# Question about a Longboard (with pictures)



## sweet3 (Aug 20, 2017)

Hello I have a question about a V-Grooved Longboard it's designated D4.

D8 is a trim divider if your wondering and the window frames are PVC so they don't get painted.

For this Exterior Finish; are the blue vertical lines painted(outside corners)?

I looked though out the document and this is all I could find on the specs thank you.


----------



## kmp (Jan 30, 2011)

The vertical trim should paint or stain and should have a detail but since an architect drew it there is probably not one for it . There may be one on another page of the plans. Price it for a finish of some kind to make sure you cover yourself and if it is not to be finished you can always deduct it if they ask you to.

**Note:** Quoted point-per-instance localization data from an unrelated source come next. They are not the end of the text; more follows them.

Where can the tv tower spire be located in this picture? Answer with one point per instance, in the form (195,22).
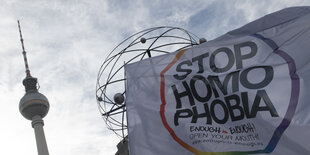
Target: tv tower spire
(33,105)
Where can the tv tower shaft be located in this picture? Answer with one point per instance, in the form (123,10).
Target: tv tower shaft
(33,105)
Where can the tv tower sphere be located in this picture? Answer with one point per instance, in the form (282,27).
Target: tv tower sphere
(33,103)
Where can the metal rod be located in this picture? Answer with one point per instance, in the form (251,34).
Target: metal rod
(24,52)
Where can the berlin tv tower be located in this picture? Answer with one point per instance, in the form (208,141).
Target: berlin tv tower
(34,105)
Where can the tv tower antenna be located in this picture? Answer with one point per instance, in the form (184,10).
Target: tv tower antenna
(33,105)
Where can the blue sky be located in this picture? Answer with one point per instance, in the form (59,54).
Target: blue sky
(67,41)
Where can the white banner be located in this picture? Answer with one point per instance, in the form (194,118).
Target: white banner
(246,92)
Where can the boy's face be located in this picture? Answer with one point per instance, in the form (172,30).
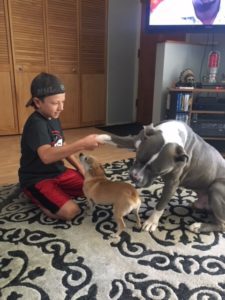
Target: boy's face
(51,106)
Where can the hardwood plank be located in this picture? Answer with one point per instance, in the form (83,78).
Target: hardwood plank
(10,152)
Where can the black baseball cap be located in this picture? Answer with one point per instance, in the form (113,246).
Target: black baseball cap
(43,85)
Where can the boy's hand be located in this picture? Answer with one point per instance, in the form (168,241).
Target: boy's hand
(90,142)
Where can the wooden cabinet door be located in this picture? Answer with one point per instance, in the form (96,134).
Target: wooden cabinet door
(8,112)
(62,32)
(93,16)
(28,33)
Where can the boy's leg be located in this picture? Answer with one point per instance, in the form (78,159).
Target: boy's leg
(53,200)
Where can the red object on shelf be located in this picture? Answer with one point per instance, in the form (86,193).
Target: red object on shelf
(213,64)
(214,58)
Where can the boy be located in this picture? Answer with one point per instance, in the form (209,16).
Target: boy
(42,174)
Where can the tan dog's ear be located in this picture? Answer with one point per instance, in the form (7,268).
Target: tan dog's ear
(181,155)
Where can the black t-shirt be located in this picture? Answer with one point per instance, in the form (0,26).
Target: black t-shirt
(39,131)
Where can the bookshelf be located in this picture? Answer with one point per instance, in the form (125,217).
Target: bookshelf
(202,109)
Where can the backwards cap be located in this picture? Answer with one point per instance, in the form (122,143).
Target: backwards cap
(44,85)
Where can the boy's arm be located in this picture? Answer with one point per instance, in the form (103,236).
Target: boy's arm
(49,154)
(75,163)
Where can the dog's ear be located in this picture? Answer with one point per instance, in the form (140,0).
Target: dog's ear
(96,170)
(181,155)
(148,130)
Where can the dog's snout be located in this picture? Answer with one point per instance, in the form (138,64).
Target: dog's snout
(134,175)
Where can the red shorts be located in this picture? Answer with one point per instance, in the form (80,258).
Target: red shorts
(53,193)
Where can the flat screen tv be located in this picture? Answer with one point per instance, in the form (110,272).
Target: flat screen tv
(185,16)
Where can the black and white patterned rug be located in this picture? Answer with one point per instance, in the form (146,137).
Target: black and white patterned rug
(46,259)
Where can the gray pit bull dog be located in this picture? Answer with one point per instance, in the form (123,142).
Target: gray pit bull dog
(182,158)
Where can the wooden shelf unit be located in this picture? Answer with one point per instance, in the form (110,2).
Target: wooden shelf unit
(201,120)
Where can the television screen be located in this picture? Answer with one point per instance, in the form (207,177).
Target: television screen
(186,15)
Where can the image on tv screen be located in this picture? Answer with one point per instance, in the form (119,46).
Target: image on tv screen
(186,12)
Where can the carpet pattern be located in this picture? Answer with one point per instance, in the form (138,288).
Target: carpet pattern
(46,259)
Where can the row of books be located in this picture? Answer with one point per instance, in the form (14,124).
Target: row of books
(183,102)
(182,117)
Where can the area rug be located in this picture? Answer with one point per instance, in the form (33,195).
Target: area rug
(46,259)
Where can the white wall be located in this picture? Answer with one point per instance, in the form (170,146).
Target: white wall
(124,17)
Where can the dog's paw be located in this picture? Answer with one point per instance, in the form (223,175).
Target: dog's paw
(103,138)
(114,236)
(196,227)
(149,226)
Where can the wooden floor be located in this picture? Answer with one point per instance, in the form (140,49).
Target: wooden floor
(10,152)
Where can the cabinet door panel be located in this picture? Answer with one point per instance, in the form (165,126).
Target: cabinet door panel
(92,36)
(23,94)
(27,23)
(92,61)
(8,123)
(93,99)
(70,116)
(62,31)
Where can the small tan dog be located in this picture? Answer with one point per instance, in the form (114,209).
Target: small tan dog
(99,190)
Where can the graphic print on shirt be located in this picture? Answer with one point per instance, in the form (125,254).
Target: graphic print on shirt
(57,138)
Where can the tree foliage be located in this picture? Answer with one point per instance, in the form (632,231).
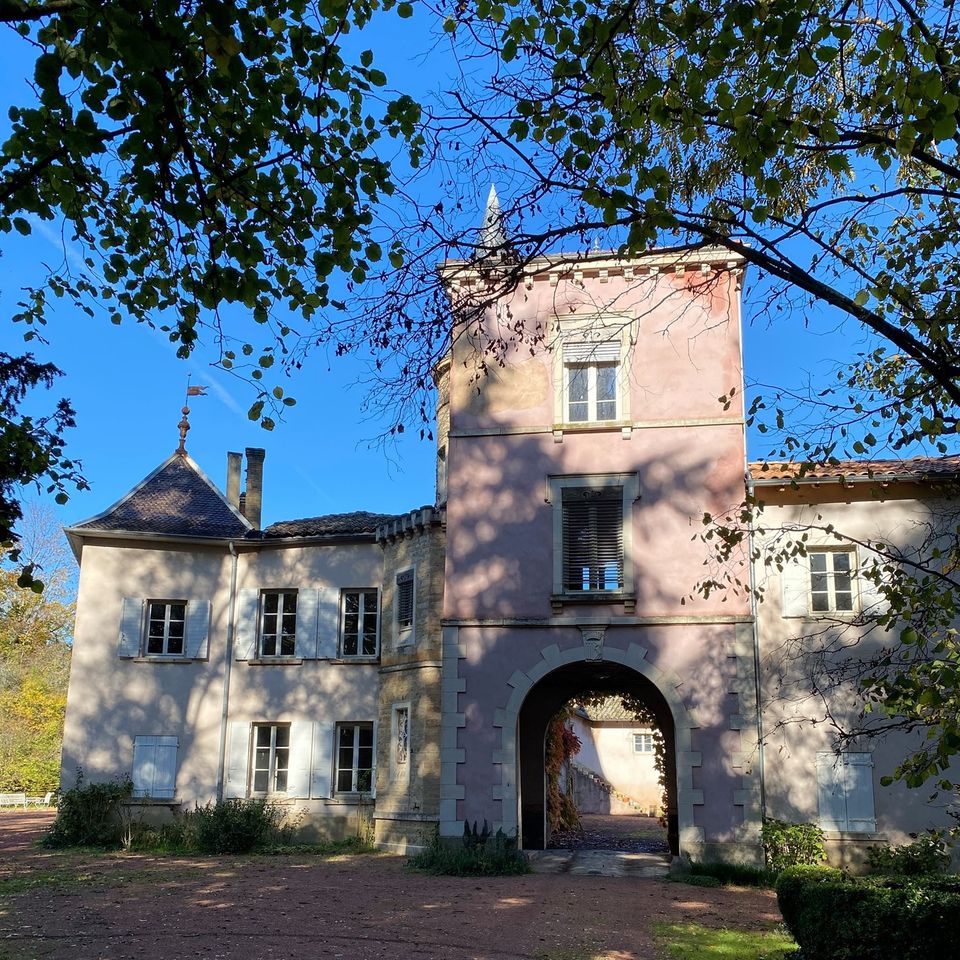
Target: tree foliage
(34,660)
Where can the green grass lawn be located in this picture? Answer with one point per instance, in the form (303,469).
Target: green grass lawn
(690,941)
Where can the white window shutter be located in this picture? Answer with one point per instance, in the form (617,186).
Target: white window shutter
(830,789)
(131,627)
(245,630)
(144,765)
(328,622)
(238,756)
(858,780)
(301,742)
(373,773)
(308,603)
(795,581)
(198,629)
(322,765)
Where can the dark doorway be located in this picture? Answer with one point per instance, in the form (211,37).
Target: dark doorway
(542,703)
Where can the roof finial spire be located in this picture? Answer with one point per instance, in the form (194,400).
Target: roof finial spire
(493,236)
(184,424)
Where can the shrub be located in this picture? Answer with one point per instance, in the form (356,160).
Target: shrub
(791,844)
(90,815)
(496,856)
(925,856)
(836,917)
(738,874)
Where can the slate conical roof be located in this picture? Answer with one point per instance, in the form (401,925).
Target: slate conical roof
(178,500)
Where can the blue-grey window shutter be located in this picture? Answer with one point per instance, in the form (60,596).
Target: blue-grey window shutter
(795,580)
(328,622)
(830,790)
(301,744)
(198,629)
(245,628)
(858,780)
(308,604)
(322,768)
(238,756)
(131,627)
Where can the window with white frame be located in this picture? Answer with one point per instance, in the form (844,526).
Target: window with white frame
(355,756)
(592,539)
(831,580)
(271,758)
(278,623)
(166,623)
(154,771)
(400,743)
(845,792)
(359,623)
(643,743)
(592,531)
(405,602)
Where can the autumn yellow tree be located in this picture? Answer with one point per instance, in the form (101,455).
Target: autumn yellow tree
(35,660)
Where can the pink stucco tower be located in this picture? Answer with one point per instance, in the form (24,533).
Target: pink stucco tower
(594,416)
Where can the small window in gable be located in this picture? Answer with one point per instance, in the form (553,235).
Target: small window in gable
(405,602)
(278,623)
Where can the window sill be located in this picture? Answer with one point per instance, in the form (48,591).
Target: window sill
(160,658)
(628,599)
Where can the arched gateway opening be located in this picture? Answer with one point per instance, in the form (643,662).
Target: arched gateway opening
(547,696)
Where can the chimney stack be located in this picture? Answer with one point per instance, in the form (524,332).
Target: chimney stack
(253,495)
(233,479)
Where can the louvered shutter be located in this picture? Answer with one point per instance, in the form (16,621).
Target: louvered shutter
(301,742)
(830,790)
(308,603)
(198,629)
(238,756)
(606,352)
(858,784)
(593,539)
(245,641)
(328,621)
(322,765)
(131,627)
(795,584)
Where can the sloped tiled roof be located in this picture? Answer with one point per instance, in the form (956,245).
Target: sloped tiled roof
(330,525)
(177,499)
(909,469)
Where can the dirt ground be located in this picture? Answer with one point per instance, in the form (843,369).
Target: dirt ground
(87,906)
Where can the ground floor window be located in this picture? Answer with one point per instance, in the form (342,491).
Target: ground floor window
(355,751)
(271,757)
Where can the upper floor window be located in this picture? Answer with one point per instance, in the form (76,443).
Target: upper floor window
(166,622)
(278,623)
(593,538)
(592,535)
(405,603)
(590,381)
(271,758)
(831,580)
(359,623)
(643,743)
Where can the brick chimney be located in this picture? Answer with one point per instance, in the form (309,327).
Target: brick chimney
(233,479)
(253,495)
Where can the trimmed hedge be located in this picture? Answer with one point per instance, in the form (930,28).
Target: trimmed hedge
(833,916)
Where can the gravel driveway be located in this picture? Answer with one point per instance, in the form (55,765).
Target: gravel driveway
(98,906)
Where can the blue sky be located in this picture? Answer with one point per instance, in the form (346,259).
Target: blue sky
(128,387)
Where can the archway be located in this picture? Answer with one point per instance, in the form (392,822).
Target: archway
(550,694)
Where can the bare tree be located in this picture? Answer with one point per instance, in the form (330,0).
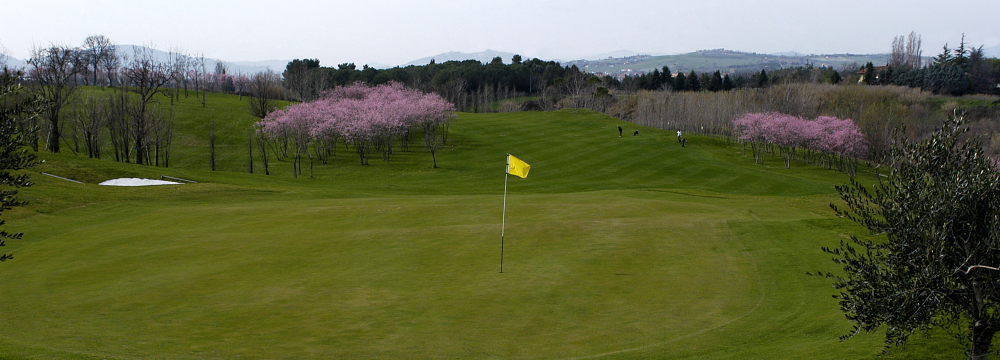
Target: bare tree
(53,73)
(178,72)
(90,121)
(264,91)
(146,78)
(913,52)
(897,59)
(110,64)
(4,56)
(95,49)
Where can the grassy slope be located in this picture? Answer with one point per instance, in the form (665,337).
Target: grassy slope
(626,247)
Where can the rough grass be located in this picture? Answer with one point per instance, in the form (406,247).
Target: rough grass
(615,248)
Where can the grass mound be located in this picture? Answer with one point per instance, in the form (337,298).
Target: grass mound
(627,247)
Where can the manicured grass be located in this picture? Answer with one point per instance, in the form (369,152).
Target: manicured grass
(615,248)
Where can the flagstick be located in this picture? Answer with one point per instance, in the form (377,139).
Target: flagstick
(503,221)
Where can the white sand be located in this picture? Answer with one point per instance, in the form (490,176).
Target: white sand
(137,182)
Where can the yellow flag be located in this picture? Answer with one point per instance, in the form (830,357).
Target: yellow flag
(517,167)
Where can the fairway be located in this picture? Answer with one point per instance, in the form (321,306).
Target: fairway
(615,248)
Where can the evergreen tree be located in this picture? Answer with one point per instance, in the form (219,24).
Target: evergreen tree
(715,84)
(762,79)
(666,78)
(869,77)
(835,78)
(680,82)
(693,83)
(727,83)
(944,58)
(961,58)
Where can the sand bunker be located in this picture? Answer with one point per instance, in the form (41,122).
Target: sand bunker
(137,182)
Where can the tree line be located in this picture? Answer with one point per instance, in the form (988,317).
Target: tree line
(470,84)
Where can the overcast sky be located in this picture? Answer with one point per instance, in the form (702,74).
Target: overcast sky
(398,31)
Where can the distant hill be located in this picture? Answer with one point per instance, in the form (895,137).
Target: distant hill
(728,61)
(992,51)
(15,63)
(482,56)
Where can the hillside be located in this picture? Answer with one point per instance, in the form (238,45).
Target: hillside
(615,247)
(719,59)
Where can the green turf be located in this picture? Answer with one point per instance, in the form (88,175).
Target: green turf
(615,248)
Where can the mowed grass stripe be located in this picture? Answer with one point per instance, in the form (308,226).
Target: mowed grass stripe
(663,252)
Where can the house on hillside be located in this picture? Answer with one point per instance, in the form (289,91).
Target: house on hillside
(877,69)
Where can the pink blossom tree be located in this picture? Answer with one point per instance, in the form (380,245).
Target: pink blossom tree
(364,117)
(838,141)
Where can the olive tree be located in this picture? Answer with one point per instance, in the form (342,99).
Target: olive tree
(933,257)
(15,106)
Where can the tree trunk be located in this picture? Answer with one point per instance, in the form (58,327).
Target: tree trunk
(982,336)
(54,135)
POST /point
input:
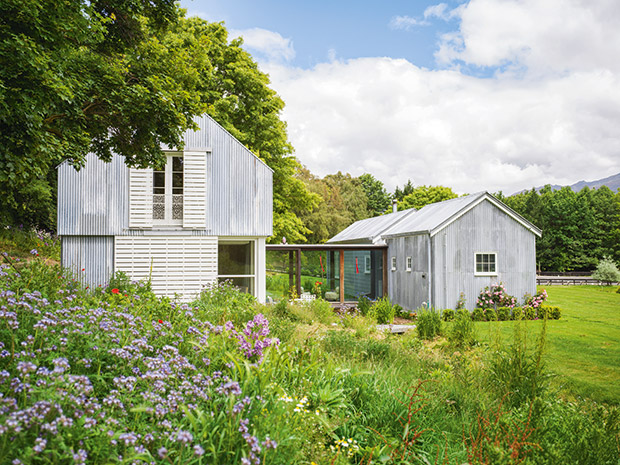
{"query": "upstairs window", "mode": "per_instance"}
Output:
(168, 192)
(486, 264)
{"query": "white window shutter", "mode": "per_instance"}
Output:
(140, 198)
(194, 190)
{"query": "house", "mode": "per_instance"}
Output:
(445, 248)
(204, 217)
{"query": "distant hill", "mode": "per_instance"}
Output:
(613, 182)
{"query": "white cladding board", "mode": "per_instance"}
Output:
(175, 264)
(140, 198)
(195, 189)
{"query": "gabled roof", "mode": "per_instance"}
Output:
(434, 217)
(369, 231)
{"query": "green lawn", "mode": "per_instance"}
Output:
(583, 347)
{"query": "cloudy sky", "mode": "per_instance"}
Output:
(475, 95)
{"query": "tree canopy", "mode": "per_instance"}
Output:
(423, 195)
(125, 76)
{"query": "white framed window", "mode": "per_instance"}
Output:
(367, 265)
(236, 263)
(168, 191)
(485, 264)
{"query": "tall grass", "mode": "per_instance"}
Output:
(100, 376)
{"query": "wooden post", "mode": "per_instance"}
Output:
(385, 273)
(341, 276)
(291, 276)
(332, 270)
(298, 272)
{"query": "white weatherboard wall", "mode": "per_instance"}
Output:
(195, 189)
(176, 264)
(140, 198)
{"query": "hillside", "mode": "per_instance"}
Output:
(613, 182)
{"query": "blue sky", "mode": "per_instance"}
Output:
(471, 94)
(351, 29)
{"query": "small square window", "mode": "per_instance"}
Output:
(486, 264)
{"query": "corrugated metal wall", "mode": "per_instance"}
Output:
(483, 229)
(94, 200)
(90, 258)
(409, 289)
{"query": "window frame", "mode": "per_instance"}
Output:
(168, 171)
(488, 262)
(253, 254)
(367, 265)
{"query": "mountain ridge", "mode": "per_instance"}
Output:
(613, 182)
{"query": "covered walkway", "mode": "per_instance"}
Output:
(345, 271)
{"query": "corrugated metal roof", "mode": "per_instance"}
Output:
(369, 231)
(434, 217)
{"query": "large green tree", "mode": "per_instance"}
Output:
(343, 201)
(378, 198)
(125, 76)
(237, 95)
(423, 195)
(80, 76)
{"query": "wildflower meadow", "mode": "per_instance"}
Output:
(118, 375)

Call the general and request a r.f.i.


----------



## sweet3 (Aug 20, 2017)

kmp said:


> The vertical trim should paint or stain and should have a detail but since an architect drew it there is probably not one for it . There may be one on another page of the plans. Price it for a finish of some kind to make sure you cover yourself and if it is not to be finished you can always deduct it if they ask you to. Call the general and request a r.f.i.


Thanks for the advice what does r.f.i mean?


----------



## kmp (Jan 30, 2011)

Request for information. Sometimes the general will be able to answer it right away but if not then they will forward it on to the architect and will be answered with other questions from all the trades. It can sometimes take awhile to get an answer. It will come in the form of an addendum.


----------



## sweet3 (Aug 20, 2017)

kmp said:


> Request for information. Sometimes the general will be able to answer it right away but if not then they will forward it on to the architect and will be answered with other questions from all the trades. It can sometimes take awhile to get an answer. It will come in the form of an addendum.


I've added a picture of the Exterior Painting and Finishing Schedule. Maybe this might help in determining if these outside corners need to be painted.

E.I the EXT 6.2 DIMENSION LUMBER section is trims.

I'll keep you guys updated if I'm able to find out if those are outside corners.


----------



## kmp (Jan 30, 2011)

Not really, just tells what to put where and how many coats. you need to find out what the corner material is and then follow the poorly written and vague specs. Yes I am a bit jaded on architects and spec writers. I can tell from the specs that any project that wants that much epoxy at those locations I say adios and move on to other projects.


----------